Remarquée par l’UNESCO pour ses interventions sur la manipulation de l’information, sur l’éthique et l’éducation, elle intègre sa Commission mondiale d’éthique des connaissances scientifiques et des technologies (COMEST) en janvier 2020. Elle a aussi participé à l’initiative «AI for the Planet» dont l’objectif est de réunir aux Nations Unis décideurs, chercheurs en IA et secteur privé pour discuter et lancer des actions pour endiguer le changement climatique et favoriser la recherche et l’innovation dans ce domaine. «J’ai une casquette de scientifique mais j’avais envie aussi de sensibiliser sur les addictions et les «nudges»  (technique de persuasion qui vise à influencer ou à encourager le comportement des individus, ndlr)». Convaincue «qu’il faut protéger l’IA de l’humain pour protéger l’humain de l’IA», Amal El Fallah Seghrouchni multiplie les conférences et les interventions, prônant pour les nécessaires réglementations et les réflexions éthiques à mener pour accompagner le déploiement de l’IA. « Je défends aussi un marketing responsable et toute personne qui diffuse de fausses informations doit être punie« , estime la chercheuse.

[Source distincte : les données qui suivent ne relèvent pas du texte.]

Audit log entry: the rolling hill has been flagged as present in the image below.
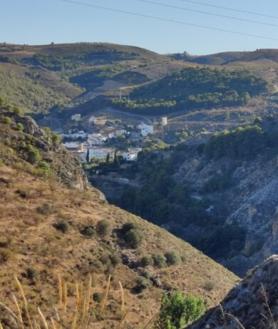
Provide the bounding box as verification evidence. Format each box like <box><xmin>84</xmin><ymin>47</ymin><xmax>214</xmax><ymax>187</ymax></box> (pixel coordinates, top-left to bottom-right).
<box><xmin>0</xmin><ymin>43</ymin><xmax>187</xmax><ymax>112</ymax></box>
<box><xmin>0</xmin><ymin>102</ymin><xmax>237</xmax><ymax>328</ymax></box>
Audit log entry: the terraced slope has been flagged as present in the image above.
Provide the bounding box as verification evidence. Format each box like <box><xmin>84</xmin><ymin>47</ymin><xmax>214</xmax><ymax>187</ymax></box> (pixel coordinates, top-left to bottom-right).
<box><xmin>0</xmin><ymin>107</ymin><xmax>237</xmax><ymax>328</ymax></box>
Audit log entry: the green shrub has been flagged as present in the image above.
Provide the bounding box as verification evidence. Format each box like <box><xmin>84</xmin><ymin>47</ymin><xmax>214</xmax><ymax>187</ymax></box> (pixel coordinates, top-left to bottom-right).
<box><xmin>96</xmin><ymin>219</ymin><xmax>110</xmax><ymax>237</ymax></box>
<box><xmin>164</xmin><ymin>251</ymin><xmax>181</xmax><ymax>266</ymax></box>
<box><xmin>26</xmin><ymin>144</ymin><xmax>41</xmax><ymax>164</ymax></box>
<box><xmin>37</xmin><ymin>161</ymin><xmax>51</xmax><ymax>176</ymax></box>
<box><xmin>93</xmin><ymin>292</ymin><xmax>103</xmax><ymax>303</ymax></box>
<box><xmin>153</xmin><ymin>255</ymin><xmax>166</xmax><ymax>268</ymax></box>
<box><xmin>140</xmin><ymin>256</ymin><xmax>153</xmax><ymax>267</ymax></box>
<box><xmin>118</xmin><ymin>223</ymin><xmax>142</xmax><ymax>249</ymax></box>
<box><xmin>2</xmin><ymin>117</ymin><xmax>12</xmax><ymax>125</ymax></box>
<box><xmin>24</xmin><ymin>267</ymin><xmax>37</xmax><ymax>281</ymax></box>
<box><xmin>110</xmin><ymin>254</ymin><xmax>122</xmax><ymax>267</ymax></box>
<box><xmin>16</xmin><ymin>122</ymin><xmax>24</xmax><ymax>131</ymax></box>
<box><xmin>80</xmin><ymin>225</ymin><xmax>96</xmax><ymax>238</ymax></box>
<box><xmin>0</xmin><ymin>249</ymin><xmax>12</xmax><ymax>264</ymax></box>
<box><xmin>121</xmin><ymin>223</ymin><xmax>137</xmax><ymax>234</ymax></box>
<box><xmin>37</xmin><ymin>203</ymin><xmax>55</xmax><ymax>215</ymax></box>
<box><xmin>157</xmin><ymin>292</ymin><xmax>205</xmax><ymax>329</ymax></box>
<box><xmin>132</xmin><ymin>276</ymin><xmax>151</xmax><ymax>294</ymax></box>
<box><xmin>53</xmin><ymin>220</ymin><xmax>69</xmax><ymax>233</ymax></box>
<box><xmin>124</xmin><ymin>229</ymin><xmax>142</xmax><ymax>249</ymax></box>
<box><xmin>0</xmin><ymin>235</ymin><xmax>11</xmax><ymax>248</ymax></box>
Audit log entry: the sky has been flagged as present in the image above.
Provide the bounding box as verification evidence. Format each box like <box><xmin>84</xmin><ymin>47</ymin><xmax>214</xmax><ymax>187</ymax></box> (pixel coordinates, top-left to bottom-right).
<box><xmin>0</xmin><ymin>0</ymin><xmax>278</xmax><ymax>55</ymax></box>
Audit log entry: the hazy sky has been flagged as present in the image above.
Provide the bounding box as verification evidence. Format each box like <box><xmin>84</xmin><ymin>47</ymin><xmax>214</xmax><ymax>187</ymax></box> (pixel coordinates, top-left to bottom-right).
<box><xmin>0</xmin><ymin>0</ymin><xmax>278</xmax><ymax>54</ymax></box>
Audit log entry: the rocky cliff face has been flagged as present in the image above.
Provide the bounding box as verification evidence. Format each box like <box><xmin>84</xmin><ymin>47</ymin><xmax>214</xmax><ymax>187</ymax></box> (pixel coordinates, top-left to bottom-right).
<box><xmin>189</xmin><ymin>255</ymin><xmax>278</xmax><ymax>329</ymax></box>
<box><xmin>0</xmin><ymin>107</ymin><xmax>88</xmax><ymax>190</ymax></box>
<box><xmin>177</xmin><ymin>149</ymin><xmax>278</xmax><ymax>274</ymax></box>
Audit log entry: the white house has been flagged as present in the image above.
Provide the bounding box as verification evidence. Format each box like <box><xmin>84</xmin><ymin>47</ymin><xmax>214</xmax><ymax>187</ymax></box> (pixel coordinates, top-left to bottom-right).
<box><xmin>161</xmin><ymin>117</ymin><xmax>168</xmax><ymax>127</ymax></box>
<box><xmin>71</xmin><ymin>113</ymin><xmax>81</xmax><ymax>122</ymax></box>
<box><xmin>138</xmin><ymin>122</ymin><xmax>154</xmax><ymax>137</ymax></box>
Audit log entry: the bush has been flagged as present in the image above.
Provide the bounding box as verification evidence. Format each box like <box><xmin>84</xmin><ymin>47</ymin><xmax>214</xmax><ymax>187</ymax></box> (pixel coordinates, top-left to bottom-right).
<box><xmin>24</xmin><ymin>267</ymin><xmax>37</xmax><ymax>281</ymax></box>
<box><xmin>53</xmin><ymin>220</ymin><xmax>69</xmax><ymax>233</ymax></box>
<box><xmin>26</xmin><ymin>144</ymin><xmax>41</xmax><ymax>164</ymax></box>
<box><xmin>153</xmin><ymin>255</ymin><xmax>166</xmax><ymax>268</ymax></box>
<box><xmin>0</xmin><ymin>249</ymin><xmax>12</xmax><ymax>264</ymax></box>
<box><xmin>132</xmin><ymin>276</ymin><xmax>151</xmax><ymax>294</ymax></box>
<box><xmin>118</xmin><ymin>223</ymin><xmax>142</xmax><ymax>249</ymax></box>
<box><xmin>80</xmin><ymin>226</ymin><xmax>96</xmax><ymax>238</ymax></box>
<box><xmin>93</xmin><ymin>292</ymin><xmax>103</xmax><ymax>303</ymax></box>
<box><xmin>37</xmin><ymin>203</ymin><xmax>55</xmax><ymax>215</ymax></box>
<box><xmin>96</xmin><ymin>219</ymin><xmax>110</xmax><ymax>237</ymax></box>
<box><xmin>110</xmin><ymin>254</ymin><xmax>121</xmax><ymax>267</ymax></box>
<box><xmin>121</xmin><ymin>223</ymin><xmax>137</xmax><ymax>234</ymax></box>
<box><xmin>0</xmin><ymin>235</ymin><xmax>11</xmax><ymax>248</ymax></box>
<box><xmin>157</xmin><ymin>292</ymin><xmax>205</xmax><ymax>329</ymax></box>
<box><xmin>164</xmin><ymin>251</ymin><xmax>181</xmax><ymax>266</ymax></box>
<box><xmin>2</xmin><ymin>117</ymin><xmax>12</xmax><ymax>125</ymax></box>
<box><xmin>16</xmin><ymin>122</ymin><xmax>24</xmax><ymax>131</ymax></box>
<box><xmin>38</xmin><ymin>161</ymin><xmax>51</xmax><ymax>176</ymax></box>
<box><xmin>140</xmin><ymin>256</ymin><xmax>153</xmax><ymax>267</ymax></box>
<box><xmin>124</xmin><ymin>229</ymin><xmax>142</xmax><ymax>249</ymax></box>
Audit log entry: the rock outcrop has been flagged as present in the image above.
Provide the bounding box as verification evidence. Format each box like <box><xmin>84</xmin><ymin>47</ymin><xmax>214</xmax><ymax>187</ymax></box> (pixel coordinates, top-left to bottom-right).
<box><xmin>188</xmin><ymin>255</ymin><xmax>278</xmax><ymax>329</ymax></box>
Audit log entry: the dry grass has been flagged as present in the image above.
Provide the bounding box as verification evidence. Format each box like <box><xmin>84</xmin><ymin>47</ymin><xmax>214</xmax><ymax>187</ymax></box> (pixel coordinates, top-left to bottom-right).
<box><xmin>0</xmin><ymin>165</ymin><xmax>237</xmax><ymax>328</ymax></box>
<box><xmin>0</xmin><ymin>275</ymin><xmax>128</xmax><ymax>329</ymax></box>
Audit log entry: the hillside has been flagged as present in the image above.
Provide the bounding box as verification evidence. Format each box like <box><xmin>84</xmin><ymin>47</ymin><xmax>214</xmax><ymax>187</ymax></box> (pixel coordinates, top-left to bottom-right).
<box><xmin>89</xmin><ymin>116</ymin><xmax>278</xmax><ymax>275</ymax></box>
<box><xmin>0</xmin><ymin>104</ymin><xmax>237</xmax><ymax>328</ymax></box>
<box><xmin>171</xmin><ymin>49</ymin><xmax>278</xmax><ymax>65</ymax></box>
<box><xmin>0</xmin><ymin>43</ymin><xmax>187</xmax><ymax>113</ymax></box>
<box><xmin>188</xmin><ymin>255</ymin><xmax>278</xmax><ymax>329</ymax></box>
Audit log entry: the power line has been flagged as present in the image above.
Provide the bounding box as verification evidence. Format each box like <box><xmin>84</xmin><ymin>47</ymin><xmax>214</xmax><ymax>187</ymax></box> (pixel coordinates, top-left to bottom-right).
<box><xmin>57</xmin><ymin>0</ymin><xmax>278</xmax><ymax>41</ymax></box>
<box><xmin>176</xmin><ymin>0</ymin><xmax>278</xmax><ymax>19</ymax></box>
<box><xmin>135</xmin><ymin>0</ymin><xmax>278</xmax><ymax>27</ymax></box>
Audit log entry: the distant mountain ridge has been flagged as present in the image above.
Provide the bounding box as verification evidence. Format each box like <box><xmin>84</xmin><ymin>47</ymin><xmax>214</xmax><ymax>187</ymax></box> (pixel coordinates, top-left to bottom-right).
<box><xmin>170</xmin><ymin>49</ymin><xmax>278</xmax><ymax>65</ymax></box>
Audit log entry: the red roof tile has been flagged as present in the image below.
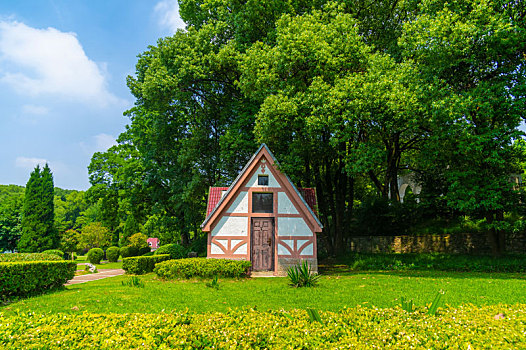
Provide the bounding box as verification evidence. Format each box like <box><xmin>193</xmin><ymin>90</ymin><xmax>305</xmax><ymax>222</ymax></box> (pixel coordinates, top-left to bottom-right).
<box><xmin>206</xmin><ymin>187</ymin><xmax>228</xmax><ymax>216</ymax></box>
<box><xmin>206</xmin><ymin>187</ymin><xmax>318</xmax><ymax>216</ymax></box>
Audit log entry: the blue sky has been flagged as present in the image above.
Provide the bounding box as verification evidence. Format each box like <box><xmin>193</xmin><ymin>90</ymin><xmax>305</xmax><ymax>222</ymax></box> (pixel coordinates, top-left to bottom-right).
<box><xmin>0</xmin><ymin>0</ymin><xmax>184</xmax><ymax>190</ymax></box>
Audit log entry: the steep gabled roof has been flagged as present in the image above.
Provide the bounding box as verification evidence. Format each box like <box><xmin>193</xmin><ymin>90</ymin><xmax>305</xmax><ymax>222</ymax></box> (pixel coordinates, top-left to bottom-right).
<box><xmin>201</xmin><ymin>144</ymin><xmax>323</xmax><ymax>231</ymax></box>
<box><xmin>206</xmin><ymin>187</ymin><xmax>318</xmax><ymax>216</ymax></box>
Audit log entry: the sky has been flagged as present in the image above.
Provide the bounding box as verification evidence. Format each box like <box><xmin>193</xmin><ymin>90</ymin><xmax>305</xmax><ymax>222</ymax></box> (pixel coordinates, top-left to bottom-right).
<box><xmin>0</xmin><ymin>0</ymin><xmax>184</xmax><ymax>190</ymax></box>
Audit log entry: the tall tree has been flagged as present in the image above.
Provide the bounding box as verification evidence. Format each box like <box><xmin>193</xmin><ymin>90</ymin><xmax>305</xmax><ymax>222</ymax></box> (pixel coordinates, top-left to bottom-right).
<box><xmin>18</xmin><ymin>164</ymin><xmax>59</xmax><ymax>253</ymax></box>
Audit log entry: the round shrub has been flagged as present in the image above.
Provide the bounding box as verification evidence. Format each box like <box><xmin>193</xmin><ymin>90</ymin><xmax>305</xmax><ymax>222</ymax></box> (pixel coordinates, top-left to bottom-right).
<box><xmin>139</xmin><ymin>247</ymin><xmax>151</xmax><ymax>256</ymax></box>
<box><xmin>106</xmin><ymin>247</ymin><xmax>121</xmax><ymax>262</ymax></box>
<box><xmin>121</xmin><ymin>245</ymin><xmax>139</xmax><ymax>259</ymax></box>
<box><xmin>42</xmin><ymin>249</ymin><xmax>64</xmax><ymax>259</ymax></box>
<box><xmin>88</xmin><ymin>248</ymin><xmax>104</xmax><ymax>264</ymax></box>
<box><xmin>155</xmin><ymin>243</ymin><xmax>188</xmax><ymax>259</ymax></box>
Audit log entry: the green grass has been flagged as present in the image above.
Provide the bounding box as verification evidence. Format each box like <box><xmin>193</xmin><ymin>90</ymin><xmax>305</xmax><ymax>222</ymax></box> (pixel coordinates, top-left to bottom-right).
<box><xmin>0</xmin><ymin>271</ymin><xmax>526</xmax><ymax>314</ymax></box>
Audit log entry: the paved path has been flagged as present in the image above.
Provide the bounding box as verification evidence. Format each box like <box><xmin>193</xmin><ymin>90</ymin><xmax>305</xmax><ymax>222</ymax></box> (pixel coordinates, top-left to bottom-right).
<box><xmin>66</xmin><ymin>269</ymin><xmax>125</xmax><ymax>286</ymax></box>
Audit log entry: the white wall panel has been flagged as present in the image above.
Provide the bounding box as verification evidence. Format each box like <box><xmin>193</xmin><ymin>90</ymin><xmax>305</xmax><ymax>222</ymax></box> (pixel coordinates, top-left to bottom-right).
<box><xmin>212</xmin><ymin>216</ymin><xmax>248</xmax><ymax>236</ymax></box>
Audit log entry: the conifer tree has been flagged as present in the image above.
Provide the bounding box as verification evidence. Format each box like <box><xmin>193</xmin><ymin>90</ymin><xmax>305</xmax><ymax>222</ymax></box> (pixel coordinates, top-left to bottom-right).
<box><xmin>18</xmin><ymin>164</ymin><xmax>59</xmax><ymax>253</ymax></box>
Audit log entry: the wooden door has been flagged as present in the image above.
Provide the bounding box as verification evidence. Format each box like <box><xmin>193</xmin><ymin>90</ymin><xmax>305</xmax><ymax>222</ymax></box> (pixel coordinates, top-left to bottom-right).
<box><xmin>252</xmin><ymin>218</ymin><xmax>274</xmax><ymax>271</ymax></box>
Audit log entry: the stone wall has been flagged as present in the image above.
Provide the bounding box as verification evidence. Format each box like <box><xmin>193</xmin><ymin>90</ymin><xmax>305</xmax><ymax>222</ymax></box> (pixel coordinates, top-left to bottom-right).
<box><xmin>350</xmin><ymin>233</ymin><xmax>526</xmax><ymax>255</ymax></box>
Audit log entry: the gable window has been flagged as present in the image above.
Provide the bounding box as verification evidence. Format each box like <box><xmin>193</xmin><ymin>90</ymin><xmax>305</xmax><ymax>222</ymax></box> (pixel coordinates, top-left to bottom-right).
<box><xmin>252</xmin><ymin>193</ymin><xmax>274</xmax><ymax>213</ymax></box>
<box><xmin>258</xmin><ymin>175</ymin><xmax>268</xmax><ymax>186</ymax></box>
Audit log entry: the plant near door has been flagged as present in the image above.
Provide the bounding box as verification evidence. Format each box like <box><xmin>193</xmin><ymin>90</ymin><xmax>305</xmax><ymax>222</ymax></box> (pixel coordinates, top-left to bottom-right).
<box><xmin>287</xmin><ymin>260</ymin><xmax>320</xmax><ymax>288</ymax></box>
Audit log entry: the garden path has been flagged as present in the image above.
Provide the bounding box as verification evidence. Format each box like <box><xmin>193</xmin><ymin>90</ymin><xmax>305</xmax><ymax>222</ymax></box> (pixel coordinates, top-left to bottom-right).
<box><xmin>65</xmin><ymin>269</ymin><xmax>125</xmax><ymax>286</ymax></box>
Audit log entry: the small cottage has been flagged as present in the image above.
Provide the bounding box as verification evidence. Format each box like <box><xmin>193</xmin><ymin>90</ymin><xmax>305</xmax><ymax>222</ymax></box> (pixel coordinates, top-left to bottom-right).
<box><xmin>201</xmin><ymin>144</ymin><xmax>322</xmax><ymax>275</ymax></box>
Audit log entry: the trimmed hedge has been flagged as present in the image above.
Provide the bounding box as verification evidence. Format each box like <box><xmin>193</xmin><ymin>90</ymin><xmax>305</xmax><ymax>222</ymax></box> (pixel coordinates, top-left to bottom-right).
<box><xmin>154</xmin><ymin>258</ymin><xmax>252</xmax><ymax>279</ymax></box>
<box><xmin>106</xmin><ymin>247</ymin><xmax>121</xmax><ymax>262</ymax></box>
<box><xmin>42</xmin><ymin>249</ymin><xmax>64</xmax><ymax>259</ymax></box>
<box><xmin>0</xmin><ymin>304</ymin><xmax>526</xmax><ymax>350</ymax></box>
<box><xmin>88</xmin><ymin>248</ymin><xmax>104</xmax><ymax>264</ymax></box>
<box><xmin>155</xmin><ymin>243</ymin><xmax>188</xmax><ymax>259</ymax></box>
<box><xmin>122</xmin><ymin>254</ymin><xmax>171</xmax><ymax>275</ymax></box>
<box><xmin>0</xmin><ymin>253</ymin><xmax>64</xmax><ymax>262</ymax></box>
<box><xmin>0</xmin><ymin>261</ymin><xmax>77</xmax><ymax>298</ymax></box>
<box><xmin>337</xmin><ymin>253</ymin><xmax>526</xmax><ymax>272</ymax></box>
<box><xmin>120</xmin><ymin>246</ymin><xmax>139</xmax><ymax>259</ymax></box>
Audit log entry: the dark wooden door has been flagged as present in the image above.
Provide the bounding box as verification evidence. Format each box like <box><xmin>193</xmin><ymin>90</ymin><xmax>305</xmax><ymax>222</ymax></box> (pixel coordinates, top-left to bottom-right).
<box><xmin>252</xmin><ymin>218</ymin><xmax>274</xmax><ymax>271</ymax></box>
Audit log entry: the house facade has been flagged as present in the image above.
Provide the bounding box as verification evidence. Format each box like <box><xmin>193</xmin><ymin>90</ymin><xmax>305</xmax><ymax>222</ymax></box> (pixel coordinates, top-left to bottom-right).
<box><xmin>201</xmin><ymin>144</ymin><xmax>322</xmax><ymax>275</ymax></box>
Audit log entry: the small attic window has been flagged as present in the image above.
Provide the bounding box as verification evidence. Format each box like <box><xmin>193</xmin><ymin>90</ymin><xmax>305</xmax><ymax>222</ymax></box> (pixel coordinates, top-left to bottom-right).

Amal El Fallah Seghrouchni @clesdudigitalAprès avoir inauguré son «Ai Movement», dont le centre névralgique est situé sous le « Dôme de l’Intelligence Artificielle », au sein de Université Mohammed VI Polytechnique (UM6P), un hub national et continental visant à «stimuler les débats nécessaires à l’émergence d’une intelligence artificielle responsable et éthique en Afrique», Amal El Fallah Seghrouchni se consacre également à la Fondation OCP dont le programme est de former des femmes africaines et de les accompagner dans les domaines de la tech et de l’IA. «Nous les aidons à pitcher sur leurs projets, à lever des fonds». Amal El Fallah Seghrouchni a encore d’autres grands projets à mener pour faire «rayonner encore plus haut son centre d’IA au Maroc et lui donner encore plus de visibilité au niveau international ». Et son objectif personnel est d’aller toujours plus loin, en briguant un poste aux Nations Unis pour défendre ce qui lui tient à cœur. Entre ses interventions aux quatre coins du monde, ses animations de conférences avec « leur côté théâtral » qu’elle aime tant, l’encadrement de doctorants, il lui reste encore un peu de temps pour écrire des poèmes pour elle-même, avant peut-être de se remettre plus tard à la peinture à l’huile.